With 5:28 in the fourth quarter, James re-entered the game for Alex Caruso with the Lakers down nine points. At that point in the game, James was stuck on nine points after going scoreless in the third quarter. It's a good time to point out that James has scored in double figures a whopping 936 games, by far the longest streak in NBA history and one that dates back to 2007.
Everyone in the building and watching at home knew what would happen next: James would impose his will, score on several possessions in a row and lead a Lakers' comeback.
On the very next possession, he got a rebound and then took it himself only to be met with three Raptors at the rim. He missed the layup but got his own rebound and then on the putback, was denied by Siakam.
The Raptors refused to relent and refused to let LeBron do what he's done so many times that it's downright stunning when it doesn't happen.
James finished the second half just 1-8 from the floor with four points, stymied by a steady dose of Siakam, Anunoby and Hollis-Jefferson.
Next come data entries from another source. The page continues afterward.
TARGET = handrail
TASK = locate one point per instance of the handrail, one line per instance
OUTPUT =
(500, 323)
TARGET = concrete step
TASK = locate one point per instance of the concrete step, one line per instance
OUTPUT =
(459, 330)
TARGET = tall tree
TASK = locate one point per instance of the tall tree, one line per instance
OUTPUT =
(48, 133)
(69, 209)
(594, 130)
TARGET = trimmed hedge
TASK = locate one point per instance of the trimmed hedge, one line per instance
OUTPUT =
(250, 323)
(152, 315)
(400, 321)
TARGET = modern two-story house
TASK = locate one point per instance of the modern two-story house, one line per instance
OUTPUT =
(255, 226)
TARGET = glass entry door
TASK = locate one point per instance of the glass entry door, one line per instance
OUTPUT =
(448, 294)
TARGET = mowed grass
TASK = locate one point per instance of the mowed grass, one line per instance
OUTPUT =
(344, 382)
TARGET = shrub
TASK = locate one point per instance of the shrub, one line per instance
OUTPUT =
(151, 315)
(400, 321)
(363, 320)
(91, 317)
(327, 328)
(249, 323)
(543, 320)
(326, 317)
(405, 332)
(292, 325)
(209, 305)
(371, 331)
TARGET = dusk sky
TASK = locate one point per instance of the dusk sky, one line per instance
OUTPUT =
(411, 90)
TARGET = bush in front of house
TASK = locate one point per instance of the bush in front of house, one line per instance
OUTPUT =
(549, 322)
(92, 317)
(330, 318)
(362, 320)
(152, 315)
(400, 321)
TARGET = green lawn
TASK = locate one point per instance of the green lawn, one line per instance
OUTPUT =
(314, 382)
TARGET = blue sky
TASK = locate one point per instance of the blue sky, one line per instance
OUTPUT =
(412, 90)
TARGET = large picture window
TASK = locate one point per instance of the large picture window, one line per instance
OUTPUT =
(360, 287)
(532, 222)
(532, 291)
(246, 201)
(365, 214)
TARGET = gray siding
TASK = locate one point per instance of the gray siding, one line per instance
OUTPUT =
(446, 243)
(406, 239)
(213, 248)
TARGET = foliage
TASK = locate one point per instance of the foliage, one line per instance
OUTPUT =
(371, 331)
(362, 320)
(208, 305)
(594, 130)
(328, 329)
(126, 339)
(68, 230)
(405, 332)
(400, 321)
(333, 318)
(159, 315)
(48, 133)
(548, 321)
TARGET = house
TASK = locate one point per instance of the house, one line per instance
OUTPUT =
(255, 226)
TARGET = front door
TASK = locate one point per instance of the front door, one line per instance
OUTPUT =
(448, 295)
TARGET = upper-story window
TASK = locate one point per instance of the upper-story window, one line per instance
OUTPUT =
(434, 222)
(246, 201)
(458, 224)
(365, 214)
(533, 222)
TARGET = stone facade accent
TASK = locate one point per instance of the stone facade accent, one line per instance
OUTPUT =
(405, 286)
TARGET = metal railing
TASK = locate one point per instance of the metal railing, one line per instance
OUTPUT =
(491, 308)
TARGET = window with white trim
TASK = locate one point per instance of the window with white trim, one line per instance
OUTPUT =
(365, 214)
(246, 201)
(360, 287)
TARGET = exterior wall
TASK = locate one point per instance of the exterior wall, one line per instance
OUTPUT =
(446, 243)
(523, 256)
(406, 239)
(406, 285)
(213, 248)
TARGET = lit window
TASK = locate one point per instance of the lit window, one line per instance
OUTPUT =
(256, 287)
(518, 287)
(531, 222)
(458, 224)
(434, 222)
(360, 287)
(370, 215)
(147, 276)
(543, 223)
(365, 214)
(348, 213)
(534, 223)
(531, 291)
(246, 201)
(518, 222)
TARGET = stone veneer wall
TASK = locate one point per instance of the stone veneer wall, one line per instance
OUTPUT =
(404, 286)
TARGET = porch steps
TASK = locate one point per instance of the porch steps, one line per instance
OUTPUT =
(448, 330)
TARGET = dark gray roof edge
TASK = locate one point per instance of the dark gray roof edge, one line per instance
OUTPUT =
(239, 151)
Anytime JaVale McGee scores more than James over two periods of a tight game, you know something weird just happened.
It's perhaps fitting now that the only teams to get the better of James this season are the Raptors and the team they'll face on Monday led by former Raptor Kawhi Leonard.
Looking ahead to Kawhi
The Raptors have no time to waste as they look forward to Monday's game against Kawhi Leonard and the LA Clippers.
Short of Leonard's return to Toronto next month, Monday might be the most anticipated game of the season so far for the Raptors. Leonard was asked about the upcoming game on Saturday. "It's going to be fun to see the guys and just congratulate them and be able to shake hands and compete."
There's history to me made in the sense that no team or player has ever gone through what Leonard and the Raptors will go through on Monday. When Leonard left in free agency, he became the first player in NBA history to serve as the best player on a championship team and then switch teams in the offseason.
Others like Michael Jordan and Bill Russell retired.
Others like LeBron James or Shaquille O'Neal went elsewhere eventually.
But none left immediately... until Leonard.
Which makes Monday's reunion the first of its kind in NBA history.
Grab your popcorn.
The views expressed here do not represent those of the NBA or its clubs.